Gestion de crise : Déjà 28 plaintes contre l'exécutif -

Gestion de crise : Déjà 28 plaintes contre l’exécutif

Plusieurs ministres comme Edouard Philippe, Christophe Castaner ou Olivier Véran sont notamment ciblés pour leur gestion de la crise.

C’est une liste qui devrait continuer à s’allonger dans les semaines et les mois à venir. Selon Le Parisien, qui a obtenu ce chiffre auprès de la Cour de justice de la République (CJR), 28 plaintes auraient déjà été déposées contre l’exécutif concernant la gestion de la crise actuelle. Plusieurs ministres seraient directement ciblés, parmi lesquels Edouard Philippe, Christophe Castaner (Intérieur), Olivier Véran et sa prédécesseure Agnès Buzyn (Santé) ou encore Muriel Pénicaud (Travail). Parmi les motifs des plaintes, on note la mise en danger de la vie d’autrui, la non-assistance à personne en danger ou homicide et blessures involontaires.

“L’idée n’est pas d’obtenir à tout prix une condamnation, mais le déclenchement d’une enquête pour savoir ce qu’il s’est vraiment passé”, explique au Parisien Me Hervé Banbanaste, qui devrait déposer une plainte prochainement pour une cliente lyonnaise. Les plaignants espérant pouvoir faire condamner un membre du gouvernement risquent d’être toutefois déçus. “Manifestement, ça rassure les gens d’agir par la voie judiciaire, mais je ne vois pas comment ça pourrait prospérer”, glisse une source au média. Un procès devant la CJR, la seule instance qui pourrait juger les actes commis par des membres du gouvernement dans l’exercice de leurs fonctions, semble également compliqué à envisager. L’instance, régulièrement critiquée pour son manque d’indépendance, n’a ainsi jugé que sept ministres depuis 1999.

L’inquiétude d’Edouard Philippe

Il faudrait déjà que les neuf magistrats de la Commission des requêtes ne classent pas sans suite les plaintes : il n’est pas possible de contester leur décision au pénal. Par la suite, il faudrait établir les liens de causalités entre les décisions des membres du gouvernement et les contaminations des plaignants. « Les politiques en question vont sûrement s’appuyer sur le fait qu’ils sont entourés de spécialistes du milieu médical, et qu’eux-mêmes hésitent et changent d’avis », explique William Feugère, avocat en droit pénal au barreau de Paris , à France Info. « Pour que ces plaintes aboutissent, il faudrait démontrer que les responsables avaient conscience de violer la loi, de causer un préjudice au moment où ils agissaient, il faudrait pouvoir démontrer qu’ils savaient qu’il fallait agir autrement. A mon avis cette connaissance-là, même si elle existait, serait difficile à démontrer. »

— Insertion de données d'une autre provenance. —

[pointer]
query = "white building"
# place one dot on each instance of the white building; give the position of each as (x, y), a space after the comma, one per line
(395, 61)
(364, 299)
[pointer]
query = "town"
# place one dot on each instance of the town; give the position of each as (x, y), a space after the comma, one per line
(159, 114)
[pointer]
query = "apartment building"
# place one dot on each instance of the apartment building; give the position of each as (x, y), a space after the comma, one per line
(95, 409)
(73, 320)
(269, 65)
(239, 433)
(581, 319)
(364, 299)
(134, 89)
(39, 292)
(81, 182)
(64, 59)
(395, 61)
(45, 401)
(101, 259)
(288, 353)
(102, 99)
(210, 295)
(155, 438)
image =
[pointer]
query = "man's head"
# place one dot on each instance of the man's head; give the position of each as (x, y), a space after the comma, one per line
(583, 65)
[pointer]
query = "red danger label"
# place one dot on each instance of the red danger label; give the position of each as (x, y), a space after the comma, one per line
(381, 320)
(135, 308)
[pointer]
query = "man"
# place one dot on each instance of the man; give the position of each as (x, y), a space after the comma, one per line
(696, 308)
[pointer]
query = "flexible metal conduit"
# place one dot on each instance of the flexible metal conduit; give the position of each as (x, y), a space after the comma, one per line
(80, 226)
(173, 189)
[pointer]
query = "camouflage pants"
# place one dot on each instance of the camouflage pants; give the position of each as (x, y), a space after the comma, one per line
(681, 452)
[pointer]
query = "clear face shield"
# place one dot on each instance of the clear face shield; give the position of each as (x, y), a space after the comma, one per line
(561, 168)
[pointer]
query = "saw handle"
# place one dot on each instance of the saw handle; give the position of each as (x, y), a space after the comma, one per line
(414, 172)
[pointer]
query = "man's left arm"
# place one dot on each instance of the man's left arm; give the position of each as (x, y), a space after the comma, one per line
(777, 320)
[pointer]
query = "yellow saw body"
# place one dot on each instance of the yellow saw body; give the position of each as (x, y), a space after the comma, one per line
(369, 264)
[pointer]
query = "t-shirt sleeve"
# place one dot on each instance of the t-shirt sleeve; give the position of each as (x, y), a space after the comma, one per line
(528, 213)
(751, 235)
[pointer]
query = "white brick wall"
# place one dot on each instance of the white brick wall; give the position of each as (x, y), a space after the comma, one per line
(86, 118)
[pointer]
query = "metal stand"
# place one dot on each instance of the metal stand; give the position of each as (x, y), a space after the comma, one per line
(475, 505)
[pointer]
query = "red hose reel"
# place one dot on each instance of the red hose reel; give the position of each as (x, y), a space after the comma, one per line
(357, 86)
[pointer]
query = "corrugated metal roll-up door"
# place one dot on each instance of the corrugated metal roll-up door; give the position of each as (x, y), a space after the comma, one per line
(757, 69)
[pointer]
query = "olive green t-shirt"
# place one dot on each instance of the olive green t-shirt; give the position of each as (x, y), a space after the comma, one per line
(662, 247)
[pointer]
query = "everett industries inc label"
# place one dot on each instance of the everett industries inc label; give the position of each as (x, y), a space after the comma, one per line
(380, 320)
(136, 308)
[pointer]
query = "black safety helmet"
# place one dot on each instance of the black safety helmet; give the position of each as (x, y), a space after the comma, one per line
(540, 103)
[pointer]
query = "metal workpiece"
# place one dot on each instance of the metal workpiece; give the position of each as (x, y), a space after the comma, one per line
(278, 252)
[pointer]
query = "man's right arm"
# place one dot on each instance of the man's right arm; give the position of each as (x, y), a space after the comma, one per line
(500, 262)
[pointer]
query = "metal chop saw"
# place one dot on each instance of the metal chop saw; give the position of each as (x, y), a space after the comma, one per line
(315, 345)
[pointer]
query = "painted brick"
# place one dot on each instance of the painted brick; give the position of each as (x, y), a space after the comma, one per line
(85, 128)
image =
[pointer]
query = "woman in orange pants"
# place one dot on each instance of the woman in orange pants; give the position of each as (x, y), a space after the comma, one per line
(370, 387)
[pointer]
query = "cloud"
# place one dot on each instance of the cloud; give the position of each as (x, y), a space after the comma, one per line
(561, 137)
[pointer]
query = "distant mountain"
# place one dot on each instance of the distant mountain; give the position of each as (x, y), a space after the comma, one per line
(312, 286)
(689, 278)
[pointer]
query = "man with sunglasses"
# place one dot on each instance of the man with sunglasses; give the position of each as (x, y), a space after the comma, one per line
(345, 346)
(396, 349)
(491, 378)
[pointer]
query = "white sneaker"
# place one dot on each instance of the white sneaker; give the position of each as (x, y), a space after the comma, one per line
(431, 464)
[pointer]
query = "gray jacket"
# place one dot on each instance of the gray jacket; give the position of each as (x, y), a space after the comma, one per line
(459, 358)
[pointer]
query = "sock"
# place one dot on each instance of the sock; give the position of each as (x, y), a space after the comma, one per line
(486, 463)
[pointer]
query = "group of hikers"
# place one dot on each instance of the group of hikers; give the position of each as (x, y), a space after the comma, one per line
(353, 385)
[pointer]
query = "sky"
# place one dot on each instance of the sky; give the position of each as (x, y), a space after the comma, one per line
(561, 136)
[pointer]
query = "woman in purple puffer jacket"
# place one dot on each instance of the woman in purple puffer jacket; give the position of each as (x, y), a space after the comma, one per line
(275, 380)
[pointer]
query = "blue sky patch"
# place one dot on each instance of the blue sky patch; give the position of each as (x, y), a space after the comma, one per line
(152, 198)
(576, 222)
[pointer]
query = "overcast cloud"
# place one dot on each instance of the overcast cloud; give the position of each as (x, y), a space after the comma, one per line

Pour l’avocate Corinne Lepage, les poursuites pour “omission de combattre un sinistre” pourraient néanmoins aboutir. “En effet, l’article 223-7 du code pénal sanctionne le fait ‘de s’abstenir volontairement de prendre ou de provoquer les mesures permettant, sans risque pour soi ou pour les tiers, de combattre un sinistre de nature à créer un danger pour la sécurité des personnes’ ce qui me paraît tout à fait de mise dans le contexte actuel”, explique-t-elle à Atlantico. Si plusieurs avocats auraient avoué à l’AFP qu’ils ne pensaient pas que ces plaintes puissent aboutir, ces procédures inquiéteraient Edouard Philippe. Le Parisien assure que le Premier ministre aurait évoqué ce sujet fin mars lors d’un petit-déjeuner avec la majorité. Aucun commentaire officiel n’a néanmoins été fait à ce sujet depuis le début de la crise, alors que d’autres plaintes pourraient continuer à être déposées.